Mathematical Communication is a developing collection of resources for engaging students in writing and speaking about mathematics, whether for the purpose of learning mathematics or of learning to communicate as mathematicians.

Revising Writing

Revision is an important part of the writing process, but many undergraduates are not yet aware of its value. The following teaching strategies may help students to revise effectively:

  • To help undergraduates to see the value of revision, consider describing your own writing process. By showing students an early draft and a later draft of your own writing, you can draw attention to those aspects of writing that you consider to be most important. See, for example, the description of Pedro Reis’ writing workshop.
  • Include revision in the assignment schedule.
  • Here is one example of how to grade a draft to reward effort while encouraging revision.
  • Students sometimes revise only superficially, even when large-scale changes would be more appropriate. See the discussion about how to encourage substantial revision (on the page about giving feedback on writing).
  • Different writers make different mistakes, so encourage students to develop and personalize an editing checklist to use in the final round of revision–this list might include such items as “fix curly quotes” or “check that ‘this’ and ‘it’ have clear antecedents.”
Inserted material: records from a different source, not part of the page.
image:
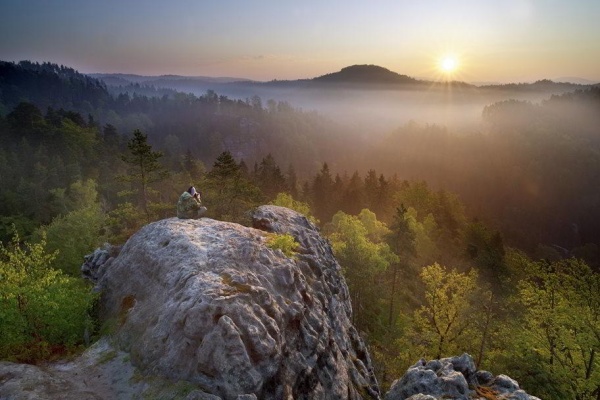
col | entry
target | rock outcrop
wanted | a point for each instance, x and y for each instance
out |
(454, 378)
(211, 303)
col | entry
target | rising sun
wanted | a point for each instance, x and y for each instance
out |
(448, 64)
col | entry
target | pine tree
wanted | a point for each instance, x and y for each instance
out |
(144, 167)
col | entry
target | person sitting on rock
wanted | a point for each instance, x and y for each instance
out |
(189, 205)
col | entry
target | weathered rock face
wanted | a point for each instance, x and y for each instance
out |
(453, 378)
(210, 303)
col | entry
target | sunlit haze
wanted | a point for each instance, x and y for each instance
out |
(499, 41)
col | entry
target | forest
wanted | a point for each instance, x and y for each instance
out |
(482, 241)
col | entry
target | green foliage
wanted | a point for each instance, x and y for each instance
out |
(76, 233)
(286, 200)
(362, 261)
(144, 168)
(229, 193)
(443, 321)
(284, 242)
(42, 310)
(561, 303)
(124, 221)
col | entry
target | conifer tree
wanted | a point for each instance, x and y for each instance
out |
(144, 167)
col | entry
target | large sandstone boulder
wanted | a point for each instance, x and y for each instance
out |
(454, 378)
(211, 303)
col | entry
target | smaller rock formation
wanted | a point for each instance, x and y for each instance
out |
(454, 378)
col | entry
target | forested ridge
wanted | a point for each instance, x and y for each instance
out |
(482, 242)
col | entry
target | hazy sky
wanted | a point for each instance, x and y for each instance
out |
(507, 40)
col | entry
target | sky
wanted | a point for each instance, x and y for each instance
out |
(488, 40)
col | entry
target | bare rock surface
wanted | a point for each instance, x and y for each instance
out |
(454, 378)
(210, 303)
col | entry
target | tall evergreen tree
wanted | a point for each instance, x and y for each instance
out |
(144, 167)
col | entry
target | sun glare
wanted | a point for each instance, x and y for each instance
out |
(448, 64)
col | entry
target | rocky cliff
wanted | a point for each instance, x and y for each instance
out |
(211, 303)
(203, 309)
(454, 378)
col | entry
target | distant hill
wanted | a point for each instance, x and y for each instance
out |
(49, 85)
(366, 74)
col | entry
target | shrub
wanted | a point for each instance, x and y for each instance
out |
(42, 310)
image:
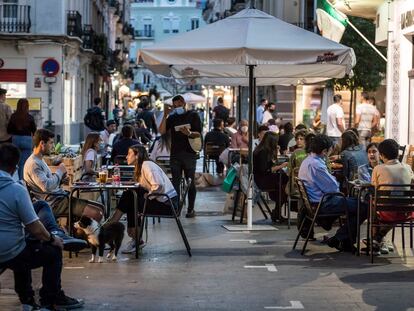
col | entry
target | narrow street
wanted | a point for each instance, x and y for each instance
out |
(216, 277)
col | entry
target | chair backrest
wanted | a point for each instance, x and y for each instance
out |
(213, 150)
(394, 198)
(410, 156)
(402, 152)
(304, 196)
(184, 187)
(164, 163)
(120, 160)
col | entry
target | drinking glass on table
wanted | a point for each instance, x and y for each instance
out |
(103, 176)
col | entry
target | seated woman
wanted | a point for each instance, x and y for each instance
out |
(365, 171)
(390, 172)
(90, 156)
(142, 133)
(161, 147)
(265, 171)
(303, 141)
(152, 179)
(352, 155)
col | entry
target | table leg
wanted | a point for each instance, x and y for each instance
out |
(359, 225)
(136, 223)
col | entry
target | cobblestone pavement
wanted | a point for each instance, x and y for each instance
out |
(233, 271)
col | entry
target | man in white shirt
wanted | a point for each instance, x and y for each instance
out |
(268, 114)
(260, 111)
(366, 118)
(335, 126)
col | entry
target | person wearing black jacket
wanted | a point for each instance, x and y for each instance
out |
(120, 148)
(95, 117)
(266, 172)
(145, 113)
(183, 157)
(22, 127)
(219, 138)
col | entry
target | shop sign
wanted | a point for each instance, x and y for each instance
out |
(38, 83)
(407, 19)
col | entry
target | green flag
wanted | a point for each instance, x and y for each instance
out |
(331, 23)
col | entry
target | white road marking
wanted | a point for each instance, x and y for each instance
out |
(250, 241)
(294, 305)
(269, 267)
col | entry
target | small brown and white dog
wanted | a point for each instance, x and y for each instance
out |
(111, 234)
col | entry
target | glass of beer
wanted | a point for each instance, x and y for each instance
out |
(103, 176)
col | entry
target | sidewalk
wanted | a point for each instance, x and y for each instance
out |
(216, 277)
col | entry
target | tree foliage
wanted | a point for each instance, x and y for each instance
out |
(370, 68)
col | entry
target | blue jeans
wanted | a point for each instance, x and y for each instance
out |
(46, 217)
(24, 143)
(337, 204)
Resources for students (and teachers)

  • MIT’s Project Laboratory in Mathematics has a  list of revision strategies students may use to revise research paper drafts.
  • Here is a highlighted revision of an article draft that illustrates how pulling a lemma out of a proof made the proof easier to follow.
  • Stephen Maurer’s Undergraduate Guide to Writing Mathematics contains a helpful chapter on revision, written to an audience of students. Includes examples.
  • Patrick Bahls’ Student Writing in the Quantitative Disciplines: A Guide for College Faculty contains a chapter on writing process that provides strategies for
    • prewriting to generate, sift through, and organize ideas
    • drafting, reviewing, and revising
    • designing assignments that support students through the writing process

    Proof-writing is used as an example.

  • Dave Richeson has a blog post on Editing Mathematical Writing, which includes a checklist for students.